Amgen's Anemic ResultsRobert Langreth, 10.30.09, 08:40 PM EDT
The company's best-selling Aranesp drug doubles the risk that kidney patients will suffer a stroke.
More bad news for Amgen and its beleaguered anemia drug franchise: A giant trial finds the company's Aranesp drug nearly doubles the risk of strokes in kidney disease patients.
Aranesp sales have already been plummeting amid various safety problems, including a drumbeat of data showing drugs like it may boost deaths or tumor progession in cancer patients, once a big market for anemia drugs.
The new lousy findings in kidney patients could provide yet another reason for wary doctors to further cut back on their usage of the drug, and similar compounds like Amgen's ( AMGN - news - people ) Epogen. "This will give physicians pause," says Brigham & Women's Hospital cardiologist Marc Pfeffer, who led the trial. "It will make them think twice and ask what is the reason I am doing this" before treating patients with Aranesp.
The results, he says, suggest that many patients with milder cases of anemia don't need to be treated until their anemia becomes severe.

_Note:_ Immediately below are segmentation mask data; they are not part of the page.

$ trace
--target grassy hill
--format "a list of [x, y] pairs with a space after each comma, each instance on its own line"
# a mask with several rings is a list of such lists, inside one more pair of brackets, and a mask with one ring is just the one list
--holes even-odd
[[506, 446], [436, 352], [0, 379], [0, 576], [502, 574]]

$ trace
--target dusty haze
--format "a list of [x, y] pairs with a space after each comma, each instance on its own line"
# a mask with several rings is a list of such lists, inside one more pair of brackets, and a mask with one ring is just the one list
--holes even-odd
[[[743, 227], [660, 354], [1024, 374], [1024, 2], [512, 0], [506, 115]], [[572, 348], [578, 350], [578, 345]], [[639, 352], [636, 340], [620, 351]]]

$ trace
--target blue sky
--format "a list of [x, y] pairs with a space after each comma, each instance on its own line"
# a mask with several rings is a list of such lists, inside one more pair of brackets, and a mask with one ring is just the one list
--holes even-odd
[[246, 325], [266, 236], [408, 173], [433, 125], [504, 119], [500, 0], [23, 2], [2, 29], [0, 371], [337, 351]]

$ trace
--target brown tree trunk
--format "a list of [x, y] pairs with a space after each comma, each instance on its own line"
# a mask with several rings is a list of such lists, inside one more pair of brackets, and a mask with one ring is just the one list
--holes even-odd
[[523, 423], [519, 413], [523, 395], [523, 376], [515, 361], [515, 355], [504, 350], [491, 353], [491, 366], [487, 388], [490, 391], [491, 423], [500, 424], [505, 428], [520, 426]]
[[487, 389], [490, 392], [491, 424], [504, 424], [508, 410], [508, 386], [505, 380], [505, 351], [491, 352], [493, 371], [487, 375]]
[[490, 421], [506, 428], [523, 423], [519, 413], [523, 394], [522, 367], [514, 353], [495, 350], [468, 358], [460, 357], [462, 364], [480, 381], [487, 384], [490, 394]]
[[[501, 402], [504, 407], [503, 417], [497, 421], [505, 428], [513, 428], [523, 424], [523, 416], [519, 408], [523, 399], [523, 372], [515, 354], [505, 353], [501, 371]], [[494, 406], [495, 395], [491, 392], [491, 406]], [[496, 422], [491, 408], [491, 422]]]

Exactly how big an impact the new trial will have on Aranesp sales is unclear, as the particular group of kidney patients studied do not routinely get Aranesp or Epogen today. The drugs, bioengineered versions of the natural human protein erythropoietin, are more commonly used in patients on kidney dialysis.
During the trial, 5% of patients on Aranesp had strokes versus just 2.6% of those treated with a placebo. The stroke risk "is pretty strong," admits Amgen research chief Roger Perlmutter. While the potential to cause strokes was previously known, "what is different is the magnitude of the risk. People will pay attention to this."
Amgen previously announced the main results of the 4,038-person trial, which found Aranesp did nothing to lower rates of death or heart attacks in patients with kidney disease and diabetes, contrary to hopes when the trial began. The full data are being presented at a big conference of kidney specialists Friday and published in the New England Journal of Medicine.